Ventajas de un sistema de curado UV
Las principales ventajas del curado con luz UV son velocidades de curado significativamente más rápidas en comparación con otras tecnologías comparables, como los métodos de secado térmico. La luz UV consume mucha menos energía que los métodos de secado térmico, lo que la hace más eficiente. Normalmente, las soluciones curables por UV están compuestas por un 100 % de sólidos, lo que la convierte en una tecnología ecológica y elimina la necesidad de costosos sistemas de recuperación de disolventes. Las lámparas UV ocupan mucho menos espacio que los métodos de secado convencionales. Un sistema UV típico puede consumir de 5 a 10 metros en la dirección del flujo del producto, mientras que un horno térmico puede consumir de 100 a 200 metros. Los productos curados por UV pueden dar como resultado un producto de mayor calidad, como materiales impresos de mayor claridad.
Componentes de un sistema de curado UV
El conjunto de la carcasa de la lámpara alberga la lámpara UV, que está envuelta por un reflector curvo que generalmente cubre entre el 50 % y el 70 % de su superficie. Un sistema de curado UV consta de varios componentes clave:
- Un conjunto de carcasa de lámpara UV
- Una fuente de alimentación (o balasto para lámparas de arco)

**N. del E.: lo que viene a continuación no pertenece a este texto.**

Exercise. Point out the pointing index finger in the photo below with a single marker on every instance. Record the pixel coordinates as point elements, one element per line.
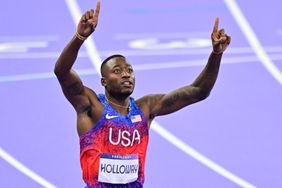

- Sistema de refrigeración
Carcasa de la lámpara
El conjunto de la carcasa de la lámpara alberga la bombilla UV, que está envuelta por un reflector curvo que generalmente se extiende entre el 50% y el 70% a su alrededor.
Reflector
El reflector en el conjunto de la carcasa de la lámpara está curvado para alinear la luz UV hacia el sustrato para concentrarla y dirigirla para una exposición intensa.
Bombilla
Una fuente de luz UV concentrada con alta irradiancia pico acelera el curado y mejora la penetración en tintas, recubrimientos o adhesivos UV. Esta mayor irradiancia facilita una mayor entrada de fotones UV, lo que permite un curado más completo en toda la profundidad del recubrimiento, crucial para la adhesión al sustrato.
Alimentación eléctrica
Los sistemas de lámparas UV suelen utilizar balastos de potencia variable, lo que permite una potencia de salida flexible que oscila entre el 20 % y el 100 % de la capacidad de la lámpara. Este amplio rango de ajuste permite que los niveles de potencia oscilen entre aproximadamente 130 W/pulgada y unos 650 W/pulgada.
Sistema de refrigeración
Las lámparas UV funcionan a temperaturas extremadamente altas, generalmente alrededor de 800 °C o 1,500 °F, para mantener un estado de plasma de mercurio estable y completamente desarrollado dentro de la lámpara. Las configuraciones avanzadas de lámparas UV requieren un sistema de refrigeración que mantenga la lámpara dentro de este rango de temperatura, protegiendo así la integridad estructural de los componentes metálicos que la rodean. El uso de aire a lo largo de la lámpara permite que esta mantenga una alta potencia a la vez que conserva una temperatura óptima.